I'm in need to make a byte[]
-> T
extension method and need it to be fast (no need for it being pretty)
This function will be called 100's of 1000's of times in very short succession in an absolute performance critical environment.
We're currently optimizing on "ticks" level, every tick translates to a couple milliseconds higher in the callstack, thus the need of raw speed over maintainability (not how I like to design software, but the reasoning behind this is out of scope).

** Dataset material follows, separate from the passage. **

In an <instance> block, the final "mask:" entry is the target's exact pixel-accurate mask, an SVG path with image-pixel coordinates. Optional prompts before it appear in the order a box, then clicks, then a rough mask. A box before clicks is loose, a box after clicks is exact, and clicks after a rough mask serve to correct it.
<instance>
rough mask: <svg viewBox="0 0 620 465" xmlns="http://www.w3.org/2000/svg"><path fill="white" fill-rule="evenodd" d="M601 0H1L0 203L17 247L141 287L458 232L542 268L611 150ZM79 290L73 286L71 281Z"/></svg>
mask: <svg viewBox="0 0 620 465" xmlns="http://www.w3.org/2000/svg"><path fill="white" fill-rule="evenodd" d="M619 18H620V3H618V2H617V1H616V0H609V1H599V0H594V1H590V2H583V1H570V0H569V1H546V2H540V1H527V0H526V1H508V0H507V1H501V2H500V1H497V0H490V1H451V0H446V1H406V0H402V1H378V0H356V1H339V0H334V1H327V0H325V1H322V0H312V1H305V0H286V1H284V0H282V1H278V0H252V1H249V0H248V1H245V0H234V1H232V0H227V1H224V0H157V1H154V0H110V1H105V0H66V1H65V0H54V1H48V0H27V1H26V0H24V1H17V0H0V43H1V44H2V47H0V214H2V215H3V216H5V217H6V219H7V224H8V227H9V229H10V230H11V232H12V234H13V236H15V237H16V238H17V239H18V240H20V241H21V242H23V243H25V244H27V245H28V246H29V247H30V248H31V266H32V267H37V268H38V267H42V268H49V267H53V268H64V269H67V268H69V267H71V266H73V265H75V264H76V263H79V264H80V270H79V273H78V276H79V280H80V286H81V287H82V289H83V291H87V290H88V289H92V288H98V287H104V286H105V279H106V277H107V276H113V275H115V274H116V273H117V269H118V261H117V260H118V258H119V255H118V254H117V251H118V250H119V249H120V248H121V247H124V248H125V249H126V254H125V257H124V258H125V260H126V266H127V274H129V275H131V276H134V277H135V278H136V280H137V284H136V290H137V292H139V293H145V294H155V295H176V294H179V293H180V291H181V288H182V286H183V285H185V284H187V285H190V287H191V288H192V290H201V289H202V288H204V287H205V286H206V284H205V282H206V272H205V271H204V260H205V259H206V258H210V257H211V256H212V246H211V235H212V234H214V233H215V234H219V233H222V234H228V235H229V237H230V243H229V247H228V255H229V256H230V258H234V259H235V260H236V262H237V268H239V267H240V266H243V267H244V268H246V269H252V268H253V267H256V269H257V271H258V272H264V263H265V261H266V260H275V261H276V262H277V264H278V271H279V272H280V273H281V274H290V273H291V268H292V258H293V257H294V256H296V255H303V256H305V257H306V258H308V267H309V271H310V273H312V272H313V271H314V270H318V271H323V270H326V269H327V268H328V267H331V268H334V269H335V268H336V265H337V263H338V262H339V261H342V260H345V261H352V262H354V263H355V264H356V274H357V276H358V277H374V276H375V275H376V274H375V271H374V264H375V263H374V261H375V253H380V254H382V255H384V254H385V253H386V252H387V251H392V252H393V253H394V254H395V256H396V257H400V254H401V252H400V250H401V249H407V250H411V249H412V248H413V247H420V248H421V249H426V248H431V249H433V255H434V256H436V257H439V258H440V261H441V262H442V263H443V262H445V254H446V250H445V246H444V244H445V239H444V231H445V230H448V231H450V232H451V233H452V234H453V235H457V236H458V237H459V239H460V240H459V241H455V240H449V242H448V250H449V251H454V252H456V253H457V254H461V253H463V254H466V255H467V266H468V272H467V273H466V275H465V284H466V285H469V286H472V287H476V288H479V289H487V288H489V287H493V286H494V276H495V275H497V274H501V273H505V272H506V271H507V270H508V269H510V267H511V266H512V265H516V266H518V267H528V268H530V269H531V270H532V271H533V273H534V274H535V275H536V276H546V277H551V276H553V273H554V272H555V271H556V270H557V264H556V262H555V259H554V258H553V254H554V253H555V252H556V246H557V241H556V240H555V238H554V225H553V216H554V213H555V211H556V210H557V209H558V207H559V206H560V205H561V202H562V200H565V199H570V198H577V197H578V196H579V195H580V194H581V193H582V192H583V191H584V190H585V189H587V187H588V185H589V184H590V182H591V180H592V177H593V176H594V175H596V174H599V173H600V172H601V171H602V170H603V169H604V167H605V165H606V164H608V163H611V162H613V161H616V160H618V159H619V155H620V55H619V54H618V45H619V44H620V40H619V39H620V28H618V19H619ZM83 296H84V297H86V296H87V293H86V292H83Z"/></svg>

Consider the following code, it's clean and maintainable, but it's relatively slow (probably due to boxing and unboxing), Can this be optimized to be faster?
public static T ConvertTo<T>(this byte[] bytes, int offset = 0)
{
var type = typeof(T);
if (type == typeof(sbyte)) return bytes[offset].As<T>();
if (type == typeof(byte)) return bytes[offset].As<T>();
if (type == typeof(short)) return BitConverter.ToInt16(bytes, offset).As<T>();
if (type == typeof(ushort)) return BitConverter.ToUInt32(bytes, offset).As<T>();
if (type == typeof(int)) return BitConverter.ToInt32(bytes, offset).As<T>();
if (type == typeof(uint)) return BitConverter.ToUInt32(bytes, offset).As<T>();
if (type == typeof(long)) return BitConverter.ToInt64(bytes, offset).As<T>();
if (type == typeof(ulong)) return BitConverter.ToUInt64(bytes, offset).As<T>();
throw new NotImplementedException();
}
public static T As<T>(this object o)
{
return (T)o;
}
And yes it needs to be generic, sadly
-
6\$\begingroup\$ In my opinion, you've not given us enough context here. We have no idea what the input looks like or why you insist that it must be a generic method. Both of these are very relevant to the review. Also, are you already sure it isn't performant enough? Do you have well defined parameters of how fast is fast enough? Have you already benchmarked the code against that target? \$\endgroup\$RubberDuck– RubberDuck2015年08月22日 11:14:15 +00:00Commented Aug 22, 2015 at 11:14
-
\$\begingroup\$ My guess is late-bound data from data tables with binary fields, but based on OP's comments, any improvements to the whole data mapping paradigm have to be made at a larger architectural level that can't be done at this time. Even if it's not DataTables the same thing applies to pretty much any data mapping scenario. \$\endgroup\$moarboilerplate– moarboilerplate2015年08月22日 11:40:38 +00:00Commented Aug 22, 2015 at 11:40
-
2\$\begingroup\$ If you want performance, then throw out LINQ and access the array directly. (I saw a 4x speed-up in a simple test.) \$\endgroup\$hangy– hangy2015年08月23日 10:12:56 +00:00Commented Aug 23, 2015 at 10:12
1 Answer 1
First, you seem to have a minor typo on this line:
if (type == typeof(ushort)) return BitConverter.ToUInt32(bytes, offset).As<T>();
That should be:
if (type == typeof(ushort)) return BitConverter.ToUInt16(bytes, offset).As<T>();
Just as well, you have a bug in here that is a pretty big one (causes exception on any attempts to convert anything to sbyte
with your method):
if (type == typeof(sbyte)) return bytes[offset].As<T>();
Should be:
if (type == typeof(sbyte)) return ((sbyte)bytes[offset]).As<T>();
If you really need speed, you should probably not use the BitConverter
class in this situation. Use bitwise operators, as they are much faster.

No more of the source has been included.